Anthony Williams <anthony_w.geo@yahoo.com> writes:
David Abrahams <dave@boost-consulting.com> writes:
Anthony Williams <anthony_w.geo@yahoo.com> writes:
Which is why we have to change counting_iterator to not be a forward iterator.
Darn. I missed that requirement --- I was working off table 74, which just requires *a==*b if a==b (amusingly adding a requirement that the value type supports operator== in the process). This requirement makes it actually impossible to make an aggregating iterator anything other than an input or output iterator.
:(
On the plus side, my tuple iterator works with std::sort on every compiler I've tested it on. Do you know of any implementations that depend on this requirement being met for any of the standard algorithms?

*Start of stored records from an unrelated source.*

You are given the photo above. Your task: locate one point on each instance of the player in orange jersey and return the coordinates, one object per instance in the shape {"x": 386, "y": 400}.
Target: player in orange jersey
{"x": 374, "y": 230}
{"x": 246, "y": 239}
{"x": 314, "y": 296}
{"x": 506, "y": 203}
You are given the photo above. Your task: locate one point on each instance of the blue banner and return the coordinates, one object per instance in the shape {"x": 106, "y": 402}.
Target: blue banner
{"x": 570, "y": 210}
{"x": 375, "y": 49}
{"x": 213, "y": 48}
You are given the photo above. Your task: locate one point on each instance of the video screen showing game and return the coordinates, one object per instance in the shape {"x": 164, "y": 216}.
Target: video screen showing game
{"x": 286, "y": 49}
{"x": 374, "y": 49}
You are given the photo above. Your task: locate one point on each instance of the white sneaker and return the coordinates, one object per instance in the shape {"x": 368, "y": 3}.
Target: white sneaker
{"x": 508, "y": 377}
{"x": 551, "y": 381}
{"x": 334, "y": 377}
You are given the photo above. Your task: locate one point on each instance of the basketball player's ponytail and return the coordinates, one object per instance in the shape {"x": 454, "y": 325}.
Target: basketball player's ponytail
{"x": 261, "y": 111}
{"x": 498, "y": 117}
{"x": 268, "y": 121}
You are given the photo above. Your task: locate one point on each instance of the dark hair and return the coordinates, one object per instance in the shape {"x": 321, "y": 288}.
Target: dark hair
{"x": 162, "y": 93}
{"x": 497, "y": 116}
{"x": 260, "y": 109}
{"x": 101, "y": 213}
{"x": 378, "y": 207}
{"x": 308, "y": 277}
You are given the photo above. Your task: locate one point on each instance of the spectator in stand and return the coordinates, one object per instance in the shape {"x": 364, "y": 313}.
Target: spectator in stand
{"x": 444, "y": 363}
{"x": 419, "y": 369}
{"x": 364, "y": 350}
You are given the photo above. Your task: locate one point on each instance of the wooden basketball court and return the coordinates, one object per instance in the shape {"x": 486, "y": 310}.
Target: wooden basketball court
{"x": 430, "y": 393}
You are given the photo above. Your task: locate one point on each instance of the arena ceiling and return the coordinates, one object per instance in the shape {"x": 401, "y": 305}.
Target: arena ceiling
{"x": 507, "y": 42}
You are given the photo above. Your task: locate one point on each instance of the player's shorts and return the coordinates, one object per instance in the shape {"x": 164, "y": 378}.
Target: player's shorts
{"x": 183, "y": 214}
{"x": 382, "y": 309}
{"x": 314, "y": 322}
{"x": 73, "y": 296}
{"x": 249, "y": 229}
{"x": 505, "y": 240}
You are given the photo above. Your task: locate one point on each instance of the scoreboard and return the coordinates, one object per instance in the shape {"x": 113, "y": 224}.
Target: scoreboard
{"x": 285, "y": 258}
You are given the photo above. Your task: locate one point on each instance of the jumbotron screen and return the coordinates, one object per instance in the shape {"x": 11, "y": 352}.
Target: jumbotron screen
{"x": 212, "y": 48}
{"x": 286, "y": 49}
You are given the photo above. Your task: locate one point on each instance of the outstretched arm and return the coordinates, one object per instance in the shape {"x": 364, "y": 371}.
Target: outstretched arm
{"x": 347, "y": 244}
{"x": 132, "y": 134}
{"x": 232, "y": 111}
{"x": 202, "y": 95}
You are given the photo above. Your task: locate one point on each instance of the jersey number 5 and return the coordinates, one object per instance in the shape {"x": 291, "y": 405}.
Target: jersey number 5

I don't know, but it seems to me that there's another problem. If one of the component sequences contains types whose copy ctor may throw, how do you write the internal cache back to the sequence without potentially throwing during destruction? Consider passing the tuple iterator and a new value to this:
template <class Iterator, class Value> void f(Iterator a, Value const& x) { *a = x; }
The internal cache in the iterator does not hold any values, it is essentially just an aggregator of references (derived from boost::typle<Iter1::value_type&,Iter2::value_type&....>). Since the sources are separate there is no real object to reference for the return value of operator*, so I had to make one.